The Customized Game Mode is accessible via an always-within-reach toggle switch right under the LG logo. There’s no software to download or manual to read (the UI is very intuitive).
Ports behind the display “face the user” instead of pointing down, making it easier to plug in cables.
While Windows 10 has “Night Light” (accessible via Notifications Panel), which drastically removes blue color to make it easier for reading, the LG UltraGear has, within toggle-reach, Reader Mode, which is better than Night Light, in my opinion.
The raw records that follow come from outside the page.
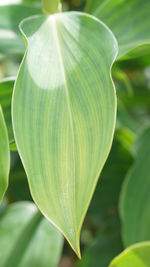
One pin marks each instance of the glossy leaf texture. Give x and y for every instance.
(6, 89)
(135, 256)
(27, 238)
(135, 198)
(11, 41)
(128, 20)
(4, 156)
(64, 110)
(106, 246)
(51, 7)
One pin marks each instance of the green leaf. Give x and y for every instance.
(64, 110)
(135, 197)
(11, 41)
(128, 20)
(6, 89)
(4, 156)
(105, 199)
(27, 238)
(106, 246)
(52, 6)
(135, 256)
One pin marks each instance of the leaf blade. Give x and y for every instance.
(66, 134)
(129, 25)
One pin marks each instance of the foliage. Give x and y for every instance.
(74, 106)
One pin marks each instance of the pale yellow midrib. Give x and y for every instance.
(56, 35)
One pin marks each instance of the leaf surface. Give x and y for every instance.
(4, 156)
(135, 256)
(27, 238)
(128, 20)
(64, 110)
(6, 89)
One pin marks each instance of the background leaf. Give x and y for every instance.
(4, 156)
(27, 238)
(128, 20)
(135, 198)
(135, 256)
(107, 245)
(64, 130)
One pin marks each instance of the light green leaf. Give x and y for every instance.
(64, 110)
(135, 197)
(11, 41)
(27, 238)
(6, 89)
(128, 20)
(4, 156)
(135, 256)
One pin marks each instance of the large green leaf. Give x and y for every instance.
(135, 256)
(135, 197)
(10, 16)
(64, 110)
(6, 89)
(4, 156)
(27, 238)
(129, 21)
(105, 199)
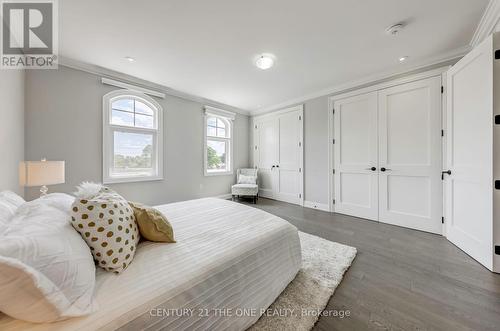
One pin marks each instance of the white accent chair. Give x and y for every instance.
(243, 188)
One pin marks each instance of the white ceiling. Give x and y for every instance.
(207, 48)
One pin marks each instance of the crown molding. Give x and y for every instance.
(141, 83)
(425, 65)
(487, 24)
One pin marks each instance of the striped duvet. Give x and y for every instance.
(229, 264)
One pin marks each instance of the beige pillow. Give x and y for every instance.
(106, 223)
(153, 225)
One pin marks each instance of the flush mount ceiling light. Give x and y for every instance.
(265, 61)
(394, 29)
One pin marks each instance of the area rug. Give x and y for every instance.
(298, 307)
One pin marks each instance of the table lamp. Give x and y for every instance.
(41, 173)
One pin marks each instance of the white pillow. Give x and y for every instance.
(243, 179)
(46, 269)
(9, 202)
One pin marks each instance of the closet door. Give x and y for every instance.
(288, 170)
(410, 155)
(469, 186)
(266, 155)
(355, 156)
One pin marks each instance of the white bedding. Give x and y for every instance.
(227, 256)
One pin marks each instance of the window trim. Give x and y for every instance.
(108, 138)
(228, 118)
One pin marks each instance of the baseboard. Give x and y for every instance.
(223, 196)
(316, 205)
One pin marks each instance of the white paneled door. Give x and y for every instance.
(355, 157)
(288, 169)
(469, 188)
(279, 155)
(410, 157)
(266, 154)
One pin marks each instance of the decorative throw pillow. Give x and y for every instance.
(243, 179)
(9, 202)
(153, 225)
(106, 222)
(46, 270)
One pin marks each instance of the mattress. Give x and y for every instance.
(229, 264)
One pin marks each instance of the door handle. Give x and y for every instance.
(447, 172)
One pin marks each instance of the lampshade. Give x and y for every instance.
(39, 173)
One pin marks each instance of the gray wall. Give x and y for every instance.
(64, 122)
(11, 128)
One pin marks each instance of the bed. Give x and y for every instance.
(230, 263)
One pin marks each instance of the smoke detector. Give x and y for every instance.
(394, 29)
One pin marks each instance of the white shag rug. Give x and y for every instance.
(324, 263)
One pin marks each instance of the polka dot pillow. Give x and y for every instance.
(106, 222)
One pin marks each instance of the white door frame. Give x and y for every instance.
(331, 100)
(300, 109)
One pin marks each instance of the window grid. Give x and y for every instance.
(134, 112)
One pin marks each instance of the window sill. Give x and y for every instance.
(131, 179)
(218, 173)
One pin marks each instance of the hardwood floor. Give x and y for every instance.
(401, 279)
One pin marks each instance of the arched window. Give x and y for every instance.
(132, 137)
(218, 142)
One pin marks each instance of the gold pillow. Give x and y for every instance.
(153, 225)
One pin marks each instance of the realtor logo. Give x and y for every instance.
(29, 34)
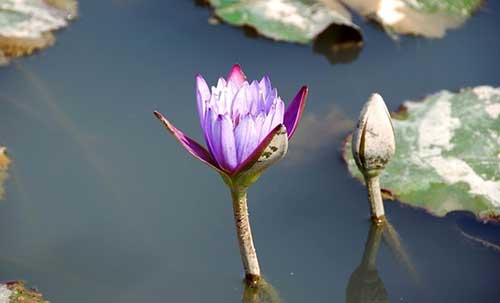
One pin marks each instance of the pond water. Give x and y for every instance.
(102, 205)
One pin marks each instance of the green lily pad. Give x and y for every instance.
(447, 153)
(4, 165)
(301, 21)
(26, 25)
(297, 21)
(428, 18)
(17, 292)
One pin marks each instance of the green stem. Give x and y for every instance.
(375, 198)
(244, 233)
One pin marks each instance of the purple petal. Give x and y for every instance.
(246, 137)
(256, 153)
(236, 75)
(202, 96)
(294, 111)
(189, 144)
(241, 103)
(223, 143)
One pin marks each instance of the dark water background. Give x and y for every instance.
(102, 205)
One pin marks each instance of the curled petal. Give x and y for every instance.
(202, 96)
(189, 144)
(246, 137)
(294, 111)
(236, 75)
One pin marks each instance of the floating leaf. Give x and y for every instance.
(4, 165)
(26, 25)
(447, 153)
(16, 292)
(287, 20)
(302, 21)
(428, 18)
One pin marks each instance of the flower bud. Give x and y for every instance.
(373, 142)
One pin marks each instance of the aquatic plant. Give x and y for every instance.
(373, 145)
(246, 129)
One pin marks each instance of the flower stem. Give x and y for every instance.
(375, 198)
(244, 233)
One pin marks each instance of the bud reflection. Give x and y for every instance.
(365, 284)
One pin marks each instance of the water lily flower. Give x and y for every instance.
(246, 129)
(373, 145)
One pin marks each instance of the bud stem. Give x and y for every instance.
(244, 233)
(372, 245)
(375, 198)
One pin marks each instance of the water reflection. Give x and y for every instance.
(317, 133)
(4, 165)
(339, 44)
(365, 284)
(262, 292)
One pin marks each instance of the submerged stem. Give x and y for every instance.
(375, 198)
(244, 233)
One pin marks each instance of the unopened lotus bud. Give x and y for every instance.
(373, 143)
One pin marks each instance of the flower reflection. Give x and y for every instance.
(262, 292)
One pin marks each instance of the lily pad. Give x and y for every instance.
(26, 25)
(4, 165)
(428, 18)
(297, 21)
(16, 292)
(447, 153)
(301, 21)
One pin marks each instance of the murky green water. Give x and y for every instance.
(102, 205)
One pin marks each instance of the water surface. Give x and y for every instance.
(102, 205)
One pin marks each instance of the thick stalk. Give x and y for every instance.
(244, 233)
(375, 198)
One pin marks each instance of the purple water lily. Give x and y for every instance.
(246, 129)
(238, 120)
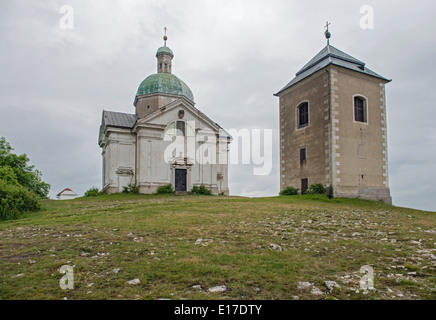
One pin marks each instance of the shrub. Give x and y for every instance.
(92, 192)
(26, 175)
(130, 188)
(16, 199)
(166, 189)
(317, 188)
(201, 190)
(289, 191)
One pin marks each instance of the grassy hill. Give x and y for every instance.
(180, 246)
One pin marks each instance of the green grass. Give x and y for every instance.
(153, 238)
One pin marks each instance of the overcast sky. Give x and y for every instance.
(54, 83)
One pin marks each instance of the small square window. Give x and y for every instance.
(360, 109)
(303, 154)
(303, 115)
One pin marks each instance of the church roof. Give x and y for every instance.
(330, 55)
(164, 49)
(118, 119)
(164, 83)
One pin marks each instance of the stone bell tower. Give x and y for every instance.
(333, 127)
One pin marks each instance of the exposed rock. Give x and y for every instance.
(304, 285)
(316, 291)
(331, 285)
(274, 246)
(134, 281)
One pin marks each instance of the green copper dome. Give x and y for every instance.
(164, 49)
(164, 83)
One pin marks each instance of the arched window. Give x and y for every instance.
(303, 115)
(360, 109)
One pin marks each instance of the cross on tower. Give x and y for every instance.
(327, 33)
(165, 36)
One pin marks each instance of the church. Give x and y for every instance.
(333, 127)
(166, 141)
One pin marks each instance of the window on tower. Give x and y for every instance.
(181, 128)
(360, 109)
(303, 115)
(303, 155)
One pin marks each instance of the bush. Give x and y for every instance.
(92, 192)
(15, 200)
(317, 188)
(289, 191)
(130, 188)
(26, 175)
(166, 189)
(201, 190)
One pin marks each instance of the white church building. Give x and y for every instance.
(166, 141)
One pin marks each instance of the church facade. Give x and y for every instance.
(333, 128)
(166, 141)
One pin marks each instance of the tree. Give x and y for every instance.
(26, 175)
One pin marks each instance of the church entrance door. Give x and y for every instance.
(180, 180)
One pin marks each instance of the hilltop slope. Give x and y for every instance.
(178, 247)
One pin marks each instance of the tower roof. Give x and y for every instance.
(164, 83)
(331, 55)
(164, 49)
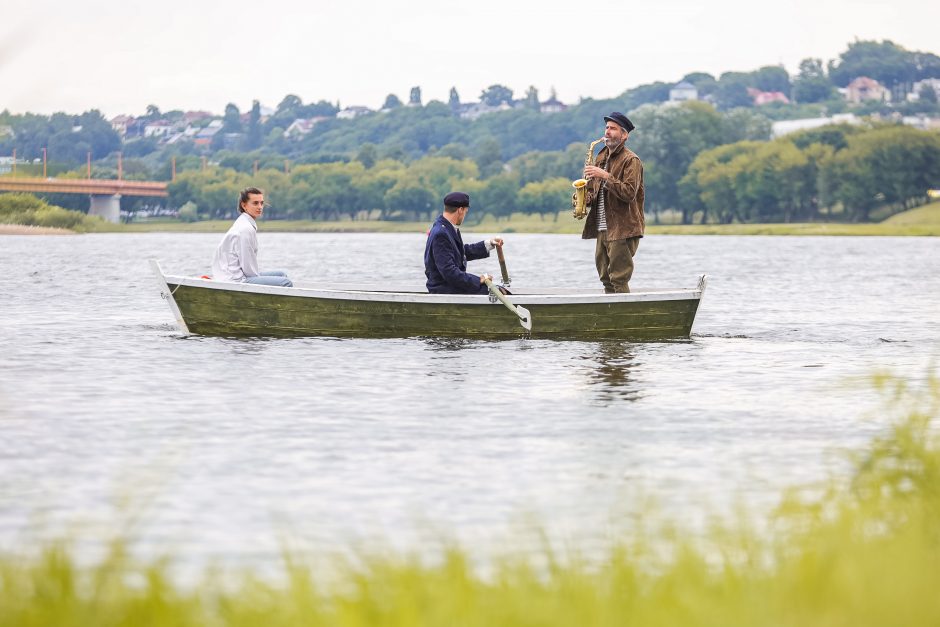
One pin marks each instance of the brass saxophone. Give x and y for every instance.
(579, 210)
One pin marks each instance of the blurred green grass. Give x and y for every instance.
(857, 551)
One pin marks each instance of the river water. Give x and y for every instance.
(220, 448)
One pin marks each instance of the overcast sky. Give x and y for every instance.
(119, 57)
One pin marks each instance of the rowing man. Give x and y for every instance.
(446, 256)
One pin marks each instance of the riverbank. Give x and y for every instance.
(859, 551)
(563, 225)
(22, 229)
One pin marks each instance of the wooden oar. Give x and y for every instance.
(525, 318)
(502, 265)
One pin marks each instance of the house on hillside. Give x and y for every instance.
(205, 135)
(783, 127)
(766, 97)
(682, 92)
(864, 88)
(302, 126)
(121, 123)
(157, 128)
(350, 113)
(472, 111)
(193, 117)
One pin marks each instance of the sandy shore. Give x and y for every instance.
(22, 229)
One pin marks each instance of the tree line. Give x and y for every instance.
(397, 164)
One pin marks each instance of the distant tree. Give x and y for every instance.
(772, 78)
(489, 157)
(288, 106)
(926, 64)
(153, 113)
(231, 122)
(731, 94)
(189, 212)
(886, 62)
(368, 155)
(811, 84)
(547, 197)
(532, 98)
(495, 95)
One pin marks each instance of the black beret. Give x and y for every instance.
(618, 118)
(457, 199)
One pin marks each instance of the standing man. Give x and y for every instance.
(615, 194)
(446, 256)
(236, 258)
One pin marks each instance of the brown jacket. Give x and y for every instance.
(625, 196)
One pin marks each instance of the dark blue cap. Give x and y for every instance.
(618, 118)
(457, 199)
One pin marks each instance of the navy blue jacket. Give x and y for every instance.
(445, 261)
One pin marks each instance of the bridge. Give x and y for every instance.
(105, 193)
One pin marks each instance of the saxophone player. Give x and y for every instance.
(615, 195)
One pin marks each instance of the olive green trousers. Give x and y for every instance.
(614, 261)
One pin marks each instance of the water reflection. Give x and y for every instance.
(613, 372)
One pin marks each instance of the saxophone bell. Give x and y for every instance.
(579, 204)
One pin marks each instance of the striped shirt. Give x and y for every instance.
(601, 211)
Good, tight, sturdy build despite being predominantly of plastic construction.
The Maybe Bad
Noticeable bezels, but through long use the bezels “disappear”. Plus, this is a small thing considering the bannered features work flawlessly.
Very slight color shift and contrast loss when viewing from the side and vertical viewing angles. Other brands with a similar price have it worse.
Fixed height, but a monitor stand solves that.
No speakers, but there’s a headphone out where you can connect your headset or external speaker. This absence doesn’t bother me since I can use my laptop’s speakers and switch back to headset mode (audio from the display) as needed.
The Final Word
All the bannered features work as advertised – excellent motion handling, low input lag, great reflection handling, 144hz refresh rate, great response time, etc. – and you get all that at an affordable price. That said, like many TN panels, there are some viewing angle problems (color shifts, contrast loss) but there’s less of those on the LG UltraGear 24GL600F-B compared to other budget gaming monitors. Again, for gaming, it’s very good – it supports Freesync VRR (variable refresh rate) so even when hooked up to a new NVIDIA graphic card via DisplayPort, you still get a wide VRR range. I think the other complaints (bezels, relatively low-resolution screen, not the best color fidelity, no height adjustment) don’t smear the value-for-money and gaming experience the LG UltraGear 24GL600F-B delivers. It’s a great gaming monitor for the price and for the gaming-relevant features it has.